Pedro nos enseña que seguir a Cristo implica una transformación profunda. Cuando una persona entrega su vida al Señor, ya no vive únicamente para satisfacer sus propios deseos, sino para cumplir la voluntad de Dios. El mundo ofrece muchos caminos que parecen fáciles y atractivos, pero la Palabra nos recuerda que el verdadero propósito del creyente es agradar a Aquel que lo llamó de las tinieblas a su luz admirable.
El apóstol también nos habla de dejar atrás la vieja manera de vivir. Hay hábitos, actitudes y decisiones que pertenecen al pasado y que no deben gobernar el corazón de un hijo de Dios. El Señor nos ha dado una nueva vida y, por medio del Espíritu Santo, tenemos la fortaleza para caminar en santidad.
Otro aspecto importante de este capítulo es el llamado al amor. En el versículo 8 leemos: “Y ante todo, tened entre vosotros ferviente amor; porque el amor cubrirá multitud de pecados.” En una época donde muchas relaciones se rompen por el orgullo o la falta de perdón, Dios nos invita a practicar un amor sincero, paciente y lleno de misericordia. Una iglesia unida por el amor es una iglesia fuerte y preparada para cumplir su misión.
Pedro también exhorta a los creyentes a servir a los demás con los dones que Dios les ha concedido. Cada hermano tiene una capacidad especial para edificar el cuerpo de Cristo. Algunos predican, otros enseñan, otros ayudan, consuelan, oran o sirven en silencio. Ningún don es pequeño cuando se utiliza para la gloria de Dios. Lo importante es recordar que todo proviene del Señor y que a Él pertenece toda la honra.
Además, el capítulo 4 nos anima a no sorprendernos cuando lleguen las pruebas. Muchas veces pensamos que las dificultades significan que Dios nos ha abandonado, pero Pedro enseña que las pruebas también forman parte del crecimiento espiritual. Así como el oro es refinado por el fuego, la fe del creyente se fortalece en medio de las luchas. Dios sigue estando presente aun cuando el camino parezca difícil.
El apóstol incluso dice que hay bendición en sufrir por causa de Cristo. Cuando permanecemos fieles a pesar de las críticas, el rechazo o las adversidades, estamos dando testimonio de que nuestra esperanza no depende de las circunstancias, sino del poder de Dios.

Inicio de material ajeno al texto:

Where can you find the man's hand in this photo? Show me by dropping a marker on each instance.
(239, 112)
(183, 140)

Finalmente, Pedro concluye con una invitación llena de confianza: “De modo que los que padecen según la voluntad de Dios, encomienden sus almas al fiel Creador, y hagan el bien.” Nuestro Dios es un Padre fiel. Él nunca abandona a sus hijos. Aunque no siempre entendamos lo que estamos viviendo, podemos descansar en sus promesas y continuar haciendo el bien.
Aplicación para nuestra vida
Hoy el Señor nos llama a:
- Vivir conforme a su voluntad.
- Dejar atrás la vieja naturaleza.
- Amar a nuestros hermanos con un amor genuino.
- Servir con los dones que Dios nos ha dado.
- Permanecer firmes en medio de las pruebas.
- Confiar en que Dios es fiel y cumplirá sus promesas.
Oración
Padre Celestial, gracias por tu Palabra que fortalece nuestra fe. Ayúdanos a vivir conforme a tu voluntad y no según los deseos del mundo. Danos un corazón lleno de amor para servir a nuestros hermanos y la fortaleza para permanecer firmes en las pruebas. Que el Espíritu Santo nos guíe cada día y que nuestra vida glorifique el nombre de Jesucristo. En el nombre de Jesús. Amén.
Que Dios les bendiga abundantemente y que el mensaje de 1 Pedro 4 nos inspire a vivir con santidad, amor y fidelidad hasta el regreso de nuestro Señor Jesucristo.